My report card for local Legislators : Sandy Newsome and David Northrup get a passing grade. Rachel Rodriguez and Dan Laursen get D- and F bad grades . Tim French gets an Incomplete/ Failed the course because he was the most ineffective legislator in Cheyenne this year. French has been Park County's Senator for three years now and has yet to introduce any legislation with his name on it. It's like he's not even there . ( but that could perversely be a silver lining... given French's record and demeanor, any legislation he gins up would likely be totally awful stuff )
Rachel's addiction to All Things Anti-Abortion keeps her from accomplishing much of anything else. She's a three legged nag 1-trick pony lawmaker who not only does her real constituents a huge disservice . She honestly believes because she won the popular vote hereabouts that all those people must somehow agree with her hardcore social conservative dogma and were not just voting straight ticket down the red side of the ballot. They ... do ...not. The same could be said of Laursen and French owing to their cultish allegiance to the Wyoming Freedom Caucus ' tyrannical legislative sausagemaking . Neither of those two have exhibited any original thinking since we sent them to Cheyenne. Other people do their thinking for them . Very sinister people...

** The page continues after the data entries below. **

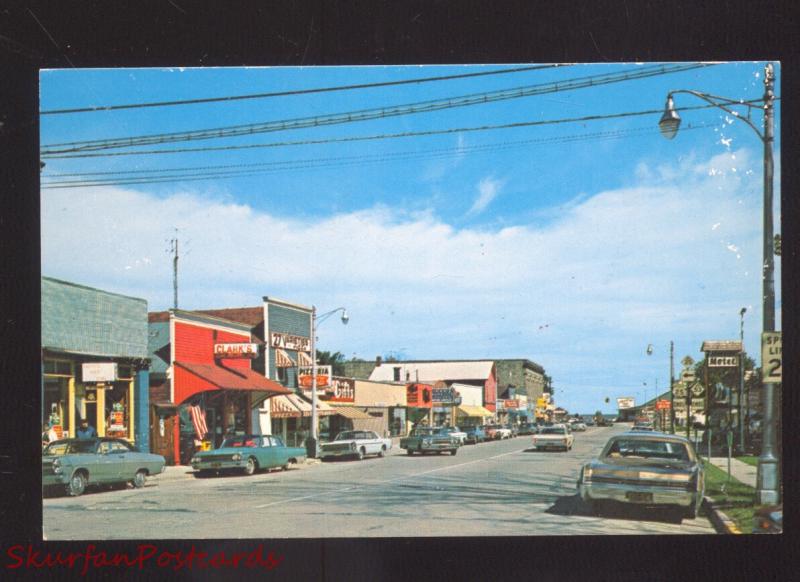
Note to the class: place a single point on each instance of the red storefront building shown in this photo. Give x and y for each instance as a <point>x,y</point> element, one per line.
<point>203,386</point>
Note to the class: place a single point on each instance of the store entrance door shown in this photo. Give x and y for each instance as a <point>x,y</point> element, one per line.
<point>162,437</point>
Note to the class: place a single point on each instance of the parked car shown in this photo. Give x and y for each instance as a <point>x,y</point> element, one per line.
<point>475,434</point>
<point>553,437</point>
<point>76,464</point>
<point>355,443</point>
<point>247,454</point>
<point>429,440</point>
<point>455,432</point>
<point>645,469</point>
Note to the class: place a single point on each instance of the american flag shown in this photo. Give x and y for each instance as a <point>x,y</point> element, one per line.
<point>198,420</point>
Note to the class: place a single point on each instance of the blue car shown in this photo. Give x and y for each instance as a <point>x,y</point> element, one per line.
<point>475,434</point>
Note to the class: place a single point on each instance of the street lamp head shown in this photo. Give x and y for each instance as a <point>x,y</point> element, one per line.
<point>670,121</point>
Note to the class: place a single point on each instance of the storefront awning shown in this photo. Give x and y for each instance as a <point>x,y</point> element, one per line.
<point>350,412</point>
<point>205,377</point>
<point>283,360</point>
<point>474,411</point>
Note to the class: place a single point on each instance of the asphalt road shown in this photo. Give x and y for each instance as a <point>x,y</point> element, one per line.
<point>492,489</point>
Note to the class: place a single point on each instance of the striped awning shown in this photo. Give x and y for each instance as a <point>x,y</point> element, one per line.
<point>350,412</point>
<point>283,360</point>
<point>474,411</point>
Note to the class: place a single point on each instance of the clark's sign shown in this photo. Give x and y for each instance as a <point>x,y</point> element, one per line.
<point>243,350</point>
<point>287,341</point>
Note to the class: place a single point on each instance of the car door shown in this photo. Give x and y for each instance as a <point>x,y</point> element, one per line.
<point>127,459</point>
<point>106,467</point>
<point>270,452</point>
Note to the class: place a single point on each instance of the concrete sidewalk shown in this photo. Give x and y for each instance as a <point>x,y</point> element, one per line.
<point>740,471</point>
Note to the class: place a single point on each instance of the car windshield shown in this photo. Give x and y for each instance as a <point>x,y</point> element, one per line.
<point>648,449</point>
<point>553,430</point>
<point>59,448</point>
<point>240,441</point>
<point>350,435</point>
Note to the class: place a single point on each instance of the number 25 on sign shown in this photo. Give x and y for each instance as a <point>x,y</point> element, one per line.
<point>772,356</point>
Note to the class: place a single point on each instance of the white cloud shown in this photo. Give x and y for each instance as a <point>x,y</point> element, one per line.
<point>617,270</point>
<point>488,189</point>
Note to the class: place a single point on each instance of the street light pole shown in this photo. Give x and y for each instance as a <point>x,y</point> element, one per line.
<point>741,382</point>
<point>315,321</point>
<point>767,479</point>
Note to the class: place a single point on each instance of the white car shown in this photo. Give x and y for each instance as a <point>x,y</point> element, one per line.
<point>553,437</point>
<point>355,443</point>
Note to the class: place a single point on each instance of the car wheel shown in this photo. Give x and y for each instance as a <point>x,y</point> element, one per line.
<point>251,466</point>
<point>690,512</point>
<point>140,478</point>
<point>76,485</point>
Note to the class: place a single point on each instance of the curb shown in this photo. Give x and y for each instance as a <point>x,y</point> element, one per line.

But hey! it's a Citizen Legislature. You get who you vote for. So frankly , it's on you. I sure as sunrise did not vote for them...
You may have heard that today the Wyoming legislature passed two extreme bills banning abortion. One of those bills, a near-total ban, is likely to go into effect tomorrow (or in the next few days). You should know that right now, you can legally get abortion pills (200 mg of mifepristone + 8 pills of 200 mcg misoprostol) *in advance*, to have in case you need them in the future. The pills expire in about two years and will have an expiration date listed on the packaging.